Herr Buchta, seit fünf Jahren tobt der syrische Bürgerkrieg, Millionen Menschen sind auf der Flucht, Hunderttausende wurden getötet. Erstmals seit Wochen hat der syrische Präsident Baschar al-Assad nun die Luftangriffe auf Aleppo eingestellt. Besteht für die Bevölkerung Anlass zur Hoffnung?
Wilfried Buchta: Nein, der Stopp der Luftangriffe auf Aleppo verschafft der Bevölkerung dort höchstens eine Atempause, leitet aber keinen Strategiewechsel des Assad-Regimes ein. Assad will die Stadt zurückerobern, zumal dies für sein Alawiten-Regime ein enormer symbolischer Sieg über die sunnitische Opposition wäre. Gleichzeitig würde es die Vertreibung oder den Tod Hunderttausender Sunniten bedeuten, aber das nimmt Assad billigend in Kauf. Aleppo war einst das Handels- und Wirtschaftszentrum Syriens, jetzt ist es nur noch eine Trümmerwüste.

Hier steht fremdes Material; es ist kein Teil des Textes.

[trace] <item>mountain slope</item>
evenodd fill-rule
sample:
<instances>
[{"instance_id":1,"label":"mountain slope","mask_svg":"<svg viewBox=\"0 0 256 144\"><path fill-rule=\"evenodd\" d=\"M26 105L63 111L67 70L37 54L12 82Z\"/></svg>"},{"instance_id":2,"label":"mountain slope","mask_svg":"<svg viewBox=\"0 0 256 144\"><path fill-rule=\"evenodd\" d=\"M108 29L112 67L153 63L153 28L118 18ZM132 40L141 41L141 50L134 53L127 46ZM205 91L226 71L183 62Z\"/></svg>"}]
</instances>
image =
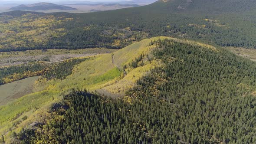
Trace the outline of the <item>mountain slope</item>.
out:
<instances>
[{"instance_id":1,"label":"mountain slope","mask_svg":"<svg viewBox=\"0 0 256 144\"><path fill-rule=\"evenodd\" d=\"M12 7L10 10L75 10L76 8L69 7L49 3L39 3L30 5L21 5L16 7Z\"/></svg>"},{"instance_id":2,"label":"mountain slope","mask_svg":"<svg viewBox=\"0 0 256 144\"><path fill-rule=\"evenodd\" d=\"M151 53L162 64L137 80L126 96L113 100L73 91L50 108L48 119L16 138L24 143L255 143L255 63L220 48L161 38L150 41L148 46L154 49L142 59L152 59ZM135 69L143 66L139 62Z\"/></svg>"},{"instance_id":3,"label":"mountain slope","mask_svg":"<svg viewBox=\"0 0 256 144\"><path fill-rule=\"evenodd\" d=\"M233 4L234 1L165 0L92 13L24 12L21 17L16 16L21 15L20 11L2 13L0 51L121 48L145 38L163 36L203 41L222 46L256 47L256 9L253 8L256 7L249 0L241 5ZM221 5L226 6L227 9ZM24 27L24 23L27 26Z\"/></svg>"}]
</instances>

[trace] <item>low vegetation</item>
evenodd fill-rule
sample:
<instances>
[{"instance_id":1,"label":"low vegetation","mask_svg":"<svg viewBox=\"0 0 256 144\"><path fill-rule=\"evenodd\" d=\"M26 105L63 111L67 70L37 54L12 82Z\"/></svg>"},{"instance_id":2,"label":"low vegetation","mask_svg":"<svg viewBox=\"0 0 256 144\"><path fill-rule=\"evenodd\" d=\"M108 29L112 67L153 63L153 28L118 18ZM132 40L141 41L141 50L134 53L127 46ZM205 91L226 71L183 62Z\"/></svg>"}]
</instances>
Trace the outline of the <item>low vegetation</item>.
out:
<instances>
[{"instance_id":1,"label":"low vegetation","mask_svg":"<svg viewBox=\"0 0 256 144\"><path fill-rule=\"evenodd\" d=\"M151 45L157 46L151 53L163 65L139 79L126 97L112 99L86 91L72 91L64 96L59 106L53 105L47 121L21 130L14 135L13 141L256 142L254 62L222 48L213 49L170 39L154 41Z\"/></svg>"}]
</instances>

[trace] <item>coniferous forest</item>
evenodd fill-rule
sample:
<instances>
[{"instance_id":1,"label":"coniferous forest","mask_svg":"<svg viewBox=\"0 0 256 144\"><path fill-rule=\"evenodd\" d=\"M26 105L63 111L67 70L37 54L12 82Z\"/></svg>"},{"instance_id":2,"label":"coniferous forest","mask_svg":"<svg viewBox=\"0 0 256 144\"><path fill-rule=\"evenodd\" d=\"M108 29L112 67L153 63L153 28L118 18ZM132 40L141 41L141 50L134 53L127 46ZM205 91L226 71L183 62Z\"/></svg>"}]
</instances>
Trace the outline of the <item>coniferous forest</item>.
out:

Warum diese unfassbare Gewalt gegen Zivilisten?
Das Alawiten-Regime vertreibt und tötet mit den Luftschlägen sunnitische Zivilisten, um die eigene Machtbasis zu stärken. Das ist Kalkül einer konfessionellen Kriegsführung. Die sunnitischen Salafisten-Milizen gehen in den von ihnen eroberten Gebieten ähnlich vor. Assad betreibt die konfessionelle Säuberung aktuell nur mit mehr Härte und Erfolg.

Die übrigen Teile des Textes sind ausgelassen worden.